The results of callusogenesis and the study of the regenerative potential of commercial spring barley cultivars are representative in this thesis. Variants with the best characteristics of above-mention positions was selected for the further work on genetic transformation. It is well known fact that Agrobacterium tumefaciens is not a natural tool for the monocots transformation. Thus, a range of additional physical factors such as vacuum-infiltration, sonication and their combination were tested for Agrobacterium-mediated transformation of barley calli. The 1,35-fold increase of transient GUS expression after sonication of callus tissue during 1-3 s was reveled. In turn, vacuum-infiltration induced almost two-fold increase of GUS expression. Moreover, the combination of sonication and vacuum infiltration led to 2,6-fold increase in transient transformation efficiency as compared to control. Thus, optimal conditions for transient expression of reporter gus (uid A) were developed. Moreover, barley mature embryos were selected for Agrobacterium-mediated transformation and F1 generation of transgenic plants was obtained. Detection of appropriate mRNA confirmed the expression of human lactoferrin gene in the transgenic plants. In addition barley embryogenic callus culture was used for the biolistic transformation. The present study demonstrates the use of a plant mutant tubulin as a selective gene for plant transformation. Biolistic plant transformation and selection system have been developed utilizing a mutant ?-tubulin gene as a selective marker.
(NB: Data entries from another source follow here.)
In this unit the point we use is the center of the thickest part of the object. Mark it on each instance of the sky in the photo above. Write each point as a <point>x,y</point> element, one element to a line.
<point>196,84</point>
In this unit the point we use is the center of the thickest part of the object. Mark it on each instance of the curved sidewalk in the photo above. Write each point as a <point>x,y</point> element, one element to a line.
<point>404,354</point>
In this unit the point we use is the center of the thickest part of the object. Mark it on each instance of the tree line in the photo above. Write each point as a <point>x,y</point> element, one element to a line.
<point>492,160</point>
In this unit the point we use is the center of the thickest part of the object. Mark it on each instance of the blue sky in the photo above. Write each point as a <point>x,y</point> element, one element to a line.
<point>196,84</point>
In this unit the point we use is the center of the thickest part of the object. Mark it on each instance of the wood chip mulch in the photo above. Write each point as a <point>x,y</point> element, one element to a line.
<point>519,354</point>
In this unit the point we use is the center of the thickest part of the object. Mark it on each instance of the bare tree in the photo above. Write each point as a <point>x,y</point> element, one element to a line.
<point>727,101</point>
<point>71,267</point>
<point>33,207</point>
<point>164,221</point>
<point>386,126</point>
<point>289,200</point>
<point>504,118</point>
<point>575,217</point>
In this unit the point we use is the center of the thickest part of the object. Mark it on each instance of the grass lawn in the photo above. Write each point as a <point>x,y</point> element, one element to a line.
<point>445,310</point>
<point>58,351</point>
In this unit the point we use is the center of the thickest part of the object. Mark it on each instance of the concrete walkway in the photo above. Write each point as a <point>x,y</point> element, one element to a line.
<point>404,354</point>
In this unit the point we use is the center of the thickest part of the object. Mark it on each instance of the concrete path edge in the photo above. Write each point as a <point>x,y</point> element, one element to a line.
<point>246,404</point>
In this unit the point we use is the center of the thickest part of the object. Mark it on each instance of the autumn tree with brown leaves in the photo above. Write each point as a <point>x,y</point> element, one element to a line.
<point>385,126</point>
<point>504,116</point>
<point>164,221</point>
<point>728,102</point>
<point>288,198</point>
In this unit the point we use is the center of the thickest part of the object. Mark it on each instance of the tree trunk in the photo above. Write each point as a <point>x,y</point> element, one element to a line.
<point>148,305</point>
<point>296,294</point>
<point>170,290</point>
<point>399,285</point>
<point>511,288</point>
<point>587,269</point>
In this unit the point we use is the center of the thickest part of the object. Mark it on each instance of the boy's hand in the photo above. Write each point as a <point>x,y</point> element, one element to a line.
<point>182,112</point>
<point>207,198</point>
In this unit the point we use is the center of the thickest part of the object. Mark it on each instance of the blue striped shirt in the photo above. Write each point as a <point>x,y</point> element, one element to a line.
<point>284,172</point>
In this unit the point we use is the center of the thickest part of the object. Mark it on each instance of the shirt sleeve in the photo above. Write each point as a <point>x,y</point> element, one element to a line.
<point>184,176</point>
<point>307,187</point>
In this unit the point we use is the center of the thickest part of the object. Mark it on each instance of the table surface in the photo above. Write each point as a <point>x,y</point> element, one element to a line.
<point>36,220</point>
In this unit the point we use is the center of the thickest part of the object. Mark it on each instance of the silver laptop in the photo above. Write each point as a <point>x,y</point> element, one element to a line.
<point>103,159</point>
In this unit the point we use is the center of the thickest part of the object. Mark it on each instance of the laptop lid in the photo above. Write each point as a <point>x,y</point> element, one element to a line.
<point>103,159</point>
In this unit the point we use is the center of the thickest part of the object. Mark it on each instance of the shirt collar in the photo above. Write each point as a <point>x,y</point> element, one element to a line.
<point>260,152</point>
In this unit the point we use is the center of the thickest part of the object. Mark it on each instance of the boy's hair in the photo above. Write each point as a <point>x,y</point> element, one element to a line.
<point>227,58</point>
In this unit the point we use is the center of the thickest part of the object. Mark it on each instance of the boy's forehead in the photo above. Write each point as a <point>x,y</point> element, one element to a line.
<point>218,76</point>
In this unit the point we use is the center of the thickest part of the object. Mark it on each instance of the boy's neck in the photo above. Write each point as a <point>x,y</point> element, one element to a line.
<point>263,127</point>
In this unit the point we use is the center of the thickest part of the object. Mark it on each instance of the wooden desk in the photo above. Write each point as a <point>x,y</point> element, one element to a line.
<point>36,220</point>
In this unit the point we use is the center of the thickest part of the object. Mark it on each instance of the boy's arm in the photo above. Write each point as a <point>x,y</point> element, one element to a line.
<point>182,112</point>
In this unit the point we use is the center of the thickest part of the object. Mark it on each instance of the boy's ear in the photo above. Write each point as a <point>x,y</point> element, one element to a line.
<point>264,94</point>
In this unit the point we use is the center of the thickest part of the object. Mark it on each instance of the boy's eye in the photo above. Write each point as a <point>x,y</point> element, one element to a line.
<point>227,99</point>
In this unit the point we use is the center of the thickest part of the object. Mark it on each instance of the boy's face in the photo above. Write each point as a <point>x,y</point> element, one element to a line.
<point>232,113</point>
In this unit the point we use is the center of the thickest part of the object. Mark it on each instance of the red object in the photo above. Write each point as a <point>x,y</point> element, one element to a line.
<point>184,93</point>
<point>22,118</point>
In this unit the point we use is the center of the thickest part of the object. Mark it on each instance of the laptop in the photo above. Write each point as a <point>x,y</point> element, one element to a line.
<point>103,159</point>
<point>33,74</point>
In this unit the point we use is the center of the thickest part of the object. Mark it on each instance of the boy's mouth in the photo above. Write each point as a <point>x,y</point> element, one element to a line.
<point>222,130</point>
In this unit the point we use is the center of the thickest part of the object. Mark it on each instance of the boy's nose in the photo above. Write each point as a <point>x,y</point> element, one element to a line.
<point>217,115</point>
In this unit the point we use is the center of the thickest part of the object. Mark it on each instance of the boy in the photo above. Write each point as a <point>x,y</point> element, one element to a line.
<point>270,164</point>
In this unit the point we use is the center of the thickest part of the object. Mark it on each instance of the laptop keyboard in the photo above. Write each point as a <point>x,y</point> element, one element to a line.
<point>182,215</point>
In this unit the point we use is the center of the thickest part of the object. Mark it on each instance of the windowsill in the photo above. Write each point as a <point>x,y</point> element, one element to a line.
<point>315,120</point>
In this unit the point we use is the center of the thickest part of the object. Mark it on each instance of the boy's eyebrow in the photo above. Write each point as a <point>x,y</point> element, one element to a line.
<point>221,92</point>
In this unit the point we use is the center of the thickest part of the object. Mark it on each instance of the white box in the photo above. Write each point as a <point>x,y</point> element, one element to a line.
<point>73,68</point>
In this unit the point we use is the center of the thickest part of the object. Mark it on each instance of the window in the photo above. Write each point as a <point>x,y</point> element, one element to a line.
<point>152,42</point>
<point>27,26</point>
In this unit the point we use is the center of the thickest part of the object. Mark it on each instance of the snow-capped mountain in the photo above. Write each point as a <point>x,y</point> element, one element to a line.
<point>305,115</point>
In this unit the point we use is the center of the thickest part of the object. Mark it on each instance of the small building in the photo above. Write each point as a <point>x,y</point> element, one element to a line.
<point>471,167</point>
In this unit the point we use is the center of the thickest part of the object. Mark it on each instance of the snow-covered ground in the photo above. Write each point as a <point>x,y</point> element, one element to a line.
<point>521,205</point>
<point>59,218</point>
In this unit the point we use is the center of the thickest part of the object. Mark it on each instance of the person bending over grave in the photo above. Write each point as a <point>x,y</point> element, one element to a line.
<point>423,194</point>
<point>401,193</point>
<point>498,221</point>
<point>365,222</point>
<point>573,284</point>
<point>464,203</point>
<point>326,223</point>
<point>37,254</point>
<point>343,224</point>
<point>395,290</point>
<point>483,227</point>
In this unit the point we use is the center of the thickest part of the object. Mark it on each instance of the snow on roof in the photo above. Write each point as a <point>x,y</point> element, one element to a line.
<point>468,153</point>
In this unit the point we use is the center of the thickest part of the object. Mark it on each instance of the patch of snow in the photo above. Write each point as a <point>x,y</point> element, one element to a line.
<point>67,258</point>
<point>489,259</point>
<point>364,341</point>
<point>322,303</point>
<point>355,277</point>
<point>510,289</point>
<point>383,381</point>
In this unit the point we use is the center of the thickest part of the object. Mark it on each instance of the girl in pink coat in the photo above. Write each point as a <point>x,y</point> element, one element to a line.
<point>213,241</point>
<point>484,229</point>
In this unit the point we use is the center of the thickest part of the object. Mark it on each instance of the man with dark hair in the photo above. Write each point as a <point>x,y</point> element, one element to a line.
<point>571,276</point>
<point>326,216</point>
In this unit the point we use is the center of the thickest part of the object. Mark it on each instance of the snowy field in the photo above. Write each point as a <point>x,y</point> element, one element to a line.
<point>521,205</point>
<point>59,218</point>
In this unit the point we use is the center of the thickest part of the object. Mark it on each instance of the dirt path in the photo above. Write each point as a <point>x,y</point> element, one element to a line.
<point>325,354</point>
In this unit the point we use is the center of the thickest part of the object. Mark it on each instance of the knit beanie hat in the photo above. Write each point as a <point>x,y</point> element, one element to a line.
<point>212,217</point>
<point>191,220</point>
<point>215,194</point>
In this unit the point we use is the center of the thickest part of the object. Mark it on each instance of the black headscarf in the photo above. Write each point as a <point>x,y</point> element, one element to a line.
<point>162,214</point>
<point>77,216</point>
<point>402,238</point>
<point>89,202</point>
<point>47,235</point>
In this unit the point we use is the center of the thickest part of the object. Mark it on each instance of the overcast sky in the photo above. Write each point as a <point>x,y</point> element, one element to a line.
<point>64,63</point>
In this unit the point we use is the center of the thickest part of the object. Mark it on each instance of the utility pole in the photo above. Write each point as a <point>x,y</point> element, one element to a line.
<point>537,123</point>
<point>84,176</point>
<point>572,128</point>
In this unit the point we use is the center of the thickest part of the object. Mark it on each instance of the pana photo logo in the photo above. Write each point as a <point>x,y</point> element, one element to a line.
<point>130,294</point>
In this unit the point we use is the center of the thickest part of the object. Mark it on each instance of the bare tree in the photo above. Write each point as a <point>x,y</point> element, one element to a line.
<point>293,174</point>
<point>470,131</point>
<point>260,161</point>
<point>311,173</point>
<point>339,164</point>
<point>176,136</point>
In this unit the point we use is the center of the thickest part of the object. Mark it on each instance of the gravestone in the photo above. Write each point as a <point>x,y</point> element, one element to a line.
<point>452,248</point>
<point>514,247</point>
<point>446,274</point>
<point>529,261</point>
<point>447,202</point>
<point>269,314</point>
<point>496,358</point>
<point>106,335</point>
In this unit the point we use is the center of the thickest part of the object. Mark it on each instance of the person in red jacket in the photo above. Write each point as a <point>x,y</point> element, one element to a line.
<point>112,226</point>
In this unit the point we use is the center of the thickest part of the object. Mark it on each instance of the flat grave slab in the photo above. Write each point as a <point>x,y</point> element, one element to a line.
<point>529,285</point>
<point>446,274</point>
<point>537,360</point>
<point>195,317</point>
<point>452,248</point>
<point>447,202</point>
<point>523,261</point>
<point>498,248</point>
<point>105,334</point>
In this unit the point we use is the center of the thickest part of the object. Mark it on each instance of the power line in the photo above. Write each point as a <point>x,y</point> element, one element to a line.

The pHLFTuBA vector carrying hLF and mutant ?-tubulin gene from goosegrass (Eleusine indica) conferring resistance to dinitroaniline herbicides were created for barley transformation. Trifluralin, the main representative of dinitroaniline herbicides, was used foe selection of the transgenic tissues in concentration 10 mM. mRNA analyses of F1 generation of the transformed barley lines with a specific probe to hLF gene were performed to confirm the transgenic nature of the obtained barley regenerants. Band specific for hLF gene was identified in all transformed plant lines. Therefore, the stable integration of the hLF gene into the plant genomes was confirmed. Moreover, it was clearly demonstrates that using of plant mutant alpha-tubulin as a selective gene for plant transformation was compatible to utilize of antibiotic resistance genes.